Gardai tip off British cops as Dundon flees bolthole

Cormac Byrne

GARDAI have notified British police that notorious Limerick gangster Wayne Dundon has moved to their shores.

It is reported that Dundon flew to Britain yesterday with his wife and two children to avoid heavy garda surveillance.

Dundon (32) has been subject to "in-your-face" surveillance tactics since his release from prison in March and the pressure was getting too much for him.

Wayne Dundon was also isolated, with most of his associates in prison, and he remains a high-profile target for a number of gangs who had previously been at the receiving end of Dundon's attacks.

British authorities will already have knowledge of Dundon and his activities after he was deported from there by the Home Office back in 1997, when he was in his teens, because of attacks on the elderly.

At his 2005 trial for threatening the life of a barman in Limerick, evidence was given of his London offences.

The court was told that he had thrown an elderly woman in a wheelchair down a flight of stairs and had badly beaten another 75-year-old woman while stealing her pension book.

Since March, the McCarthy-Dundon gang has been extorting money from companies and has amassed almost €200,000 in their six-week campaign.

The gang is reportedly looking to regain losses made on an investment in Newcastle West from a business which was funded by the gang.

The McCarthy-Dundons are also believed to have tried to extort money from a wealthy traveller living in the Rathkeale area. That attempt has appeared to have failed and the gang have been warned not to set foot in the Rathkeale area again.

Luxury

It has also emerged that a member of Dundon's rival outfit, the Keane-Collopy gang, has pulled out of negotiations to buy a €1m luxury pad in Limerick because of the increased garda presence in the city.
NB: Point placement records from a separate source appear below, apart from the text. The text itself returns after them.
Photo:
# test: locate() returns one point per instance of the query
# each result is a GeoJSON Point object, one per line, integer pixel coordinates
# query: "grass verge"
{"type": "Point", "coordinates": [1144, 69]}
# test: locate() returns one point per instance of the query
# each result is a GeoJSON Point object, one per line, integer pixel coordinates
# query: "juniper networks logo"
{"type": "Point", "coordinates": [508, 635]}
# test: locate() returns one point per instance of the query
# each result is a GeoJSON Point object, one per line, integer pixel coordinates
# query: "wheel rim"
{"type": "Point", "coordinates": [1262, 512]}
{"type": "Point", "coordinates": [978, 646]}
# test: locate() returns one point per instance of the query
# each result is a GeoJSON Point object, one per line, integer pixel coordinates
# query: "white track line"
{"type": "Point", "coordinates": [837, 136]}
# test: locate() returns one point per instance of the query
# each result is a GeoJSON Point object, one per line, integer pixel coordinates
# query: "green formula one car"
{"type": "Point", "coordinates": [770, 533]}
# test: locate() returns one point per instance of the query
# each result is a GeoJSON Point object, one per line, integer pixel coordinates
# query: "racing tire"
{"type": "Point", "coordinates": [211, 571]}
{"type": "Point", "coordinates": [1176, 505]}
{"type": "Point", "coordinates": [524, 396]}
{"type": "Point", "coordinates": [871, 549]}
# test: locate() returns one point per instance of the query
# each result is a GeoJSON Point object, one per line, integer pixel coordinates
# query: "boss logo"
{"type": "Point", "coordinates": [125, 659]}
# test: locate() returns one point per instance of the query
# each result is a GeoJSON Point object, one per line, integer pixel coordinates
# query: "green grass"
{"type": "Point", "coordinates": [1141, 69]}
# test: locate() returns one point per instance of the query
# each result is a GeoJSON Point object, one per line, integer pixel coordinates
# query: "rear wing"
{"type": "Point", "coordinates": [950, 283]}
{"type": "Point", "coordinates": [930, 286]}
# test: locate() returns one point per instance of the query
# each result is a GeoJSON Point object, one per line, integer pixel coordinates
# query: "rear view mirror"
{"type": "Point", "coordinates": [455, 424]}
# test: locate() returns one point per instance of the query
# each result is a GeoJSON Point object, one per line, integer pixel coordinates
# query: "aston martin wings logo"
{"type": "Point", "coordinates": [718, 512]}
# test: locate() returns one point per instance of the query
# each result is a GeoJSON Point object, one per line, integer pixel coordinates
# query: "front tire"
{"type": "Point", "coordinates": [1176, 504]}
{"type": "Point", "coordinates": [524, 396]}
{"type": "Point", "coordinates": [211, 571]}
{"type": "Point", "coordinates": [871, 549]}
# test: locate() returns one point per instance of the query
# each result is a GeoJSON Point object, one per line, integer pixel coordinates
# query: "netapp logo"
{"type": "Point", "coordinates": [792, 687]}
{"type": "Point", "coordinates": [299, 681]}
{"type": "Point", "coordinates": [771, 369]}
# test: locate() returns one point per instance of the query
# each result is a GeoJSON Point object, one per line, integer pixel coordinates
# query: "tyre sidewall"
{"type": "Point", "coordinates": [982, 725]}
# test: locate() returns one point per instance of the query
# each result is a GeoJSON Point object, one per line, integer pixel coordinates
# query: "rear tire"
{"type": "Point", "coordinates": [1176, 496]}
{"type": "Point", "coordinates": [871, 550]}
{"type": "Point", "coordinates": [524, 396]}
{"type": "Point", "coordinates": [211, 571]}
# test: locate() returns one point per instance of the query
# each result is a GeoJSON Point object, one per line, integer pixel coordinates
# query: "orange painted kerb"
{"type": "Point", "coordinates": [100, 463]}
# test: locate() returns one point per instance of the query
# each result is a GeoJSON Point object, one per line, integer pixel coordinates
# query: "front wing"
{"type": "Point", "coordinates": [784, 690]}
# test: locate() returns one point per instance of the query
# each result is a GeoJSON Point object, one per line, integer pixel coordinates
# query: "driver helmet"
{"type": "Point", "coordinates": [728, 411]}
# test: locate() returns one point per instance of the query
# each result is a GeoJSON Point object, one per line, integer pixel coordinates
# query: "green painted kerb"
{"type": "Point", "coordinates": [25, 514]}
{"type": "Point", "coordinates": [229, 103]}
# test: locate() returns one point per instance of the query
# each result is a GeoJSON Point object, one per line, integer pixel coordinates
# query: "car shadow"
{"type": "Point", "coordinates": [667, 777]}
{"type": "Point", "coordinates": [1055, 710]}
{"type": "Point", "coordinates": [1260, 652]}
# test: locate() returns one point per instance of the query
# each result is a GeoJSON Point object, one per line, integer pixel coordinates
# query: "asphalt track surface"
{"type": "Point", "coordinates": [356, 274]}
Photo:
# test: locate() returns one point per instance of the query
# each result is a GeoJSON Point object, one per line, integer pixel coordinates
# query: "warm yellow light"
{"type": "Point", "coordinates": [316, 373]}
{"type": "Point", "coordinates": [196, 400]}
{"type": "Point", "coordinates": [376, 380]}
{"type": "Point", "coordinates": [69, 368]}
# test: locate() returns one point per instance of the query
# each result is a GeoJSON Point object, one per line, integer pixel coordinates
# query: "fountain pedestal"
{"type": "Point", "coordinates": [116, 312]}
Dundon came in for negative publicity earlier this month after he splashed out €8,000 on his daughter's communion.

Dundon denies that the cost came from ill-gotten earnings, and says the money for bringing the carriage and horses from Belfast and the food and drink was provided by his extended family. A surprise guest was Kenneth Dundon (53), father of Wayne, John, Dessie and Gerard Dundon. He had just been released from a six-year prison sentence in England for killing his wife's lover.